An Overview of Prompt Learning in Natural Language Processing
This article reviews the evolution of NLP training paradigms, explains why prompt learning is needed, defines its core concepts, and surveys major hard‑template and soft‑template methods such as PET, LM‑BFF, P‑tuning, and Prefix‑tuning, highlighting their advantages for few‑shot and zero‑shot scenarios.
Recent years have seen rapid advances in NLP, moving from traditional machine‑learning models to deep learning, then to pretrained models with fine‑tuning, and finally to the emerging paradigm of pretrained models combined with prompts, which dramatically reduces the amount of labeled data required.
1. NLP Training Paradigms
The field is commonly divided into four stages: (1) traditional models using handcrafted features, (2) deep‑learning models such as word2vec + LSTM, (3) pretrained models with fine‑tuning (e.g., BERT), and (4) pretrained models with prompt‑based prediction, which cuts training data needs.
2. Why Prompt Learning?
Fine‑tuning suffers from a gap between pretraining objectives (auto‑regressive or auto‑encoding) and downstream tasks, leading to poor few‑shot performance and high resource consumption when large models are adapted for specific tasks.
3. What Is Prompt Learning?
Prompt learning leverages the knowledge already stored in pretrained language models by converting downstream tasks into a format similar to the pretraining task, typically using a natural‑language template with masked tokens.
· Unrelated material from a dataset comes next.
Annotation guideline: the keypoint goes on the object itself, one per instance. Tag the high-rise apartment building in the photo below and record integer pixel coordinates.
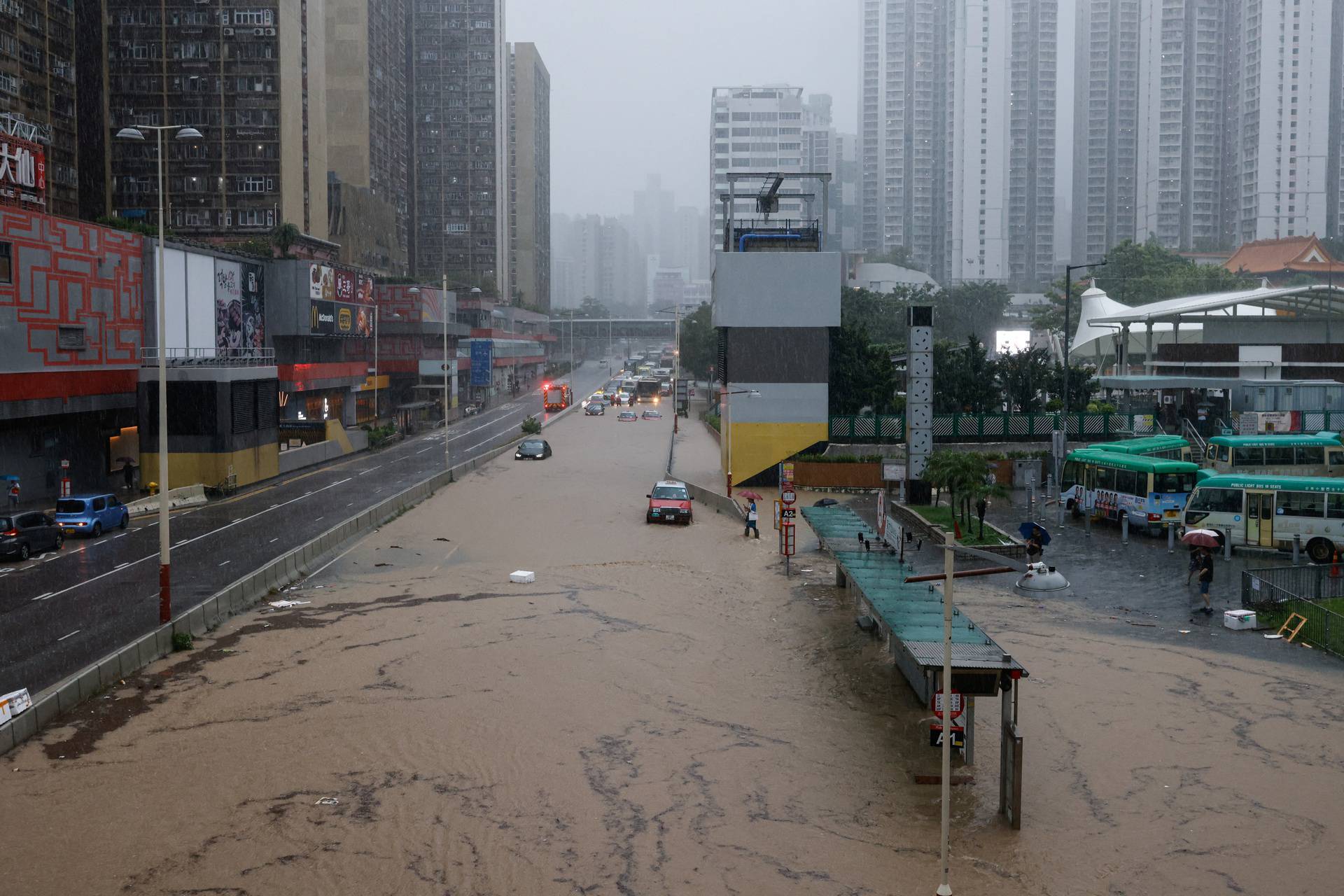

This approach relies on three steps: designing a pretraining‑compatible task, crafting input templates (prompt engineering), and mapping model outputs to labels (answer engineering).
4. Common Prompt Learning Methods
Hard‑Template Methods
Examples include PET (Pattern‑Exploiting Training) and LM‑BFF, which use manually designed or automatically searched discrete token templates. PET jointly optimizes the language‑model loss and a masked‑language‑model loss, while LM‑BFF adds demonstrations and automatic prompt generation.
Soft‑Template Methods
Soft‑template approaches replace discrete tokens with learnable embeddings. P‑tuning inserts trainable pseudo‑prompt tokens into the input and optimizes them via a small LSTM encoder. Prefix‑tuning extends this idea by adding learnable continuous vectors to each transformer layer, keeping the pretrained model frozen. Soft Prompt Tuning further simplifies by fixing the base model and learning only a few additional tokens.
5. Summary
Prompt learning consists of prompt templates, verbalizers (label mappings), and pretrained language models. Hard‑template methods rely on discrete token designs, while soft‑template methods optimize continuous prompt embeddings, achieving comparable performance to full fine‑tuning with far fewer trainable parameters.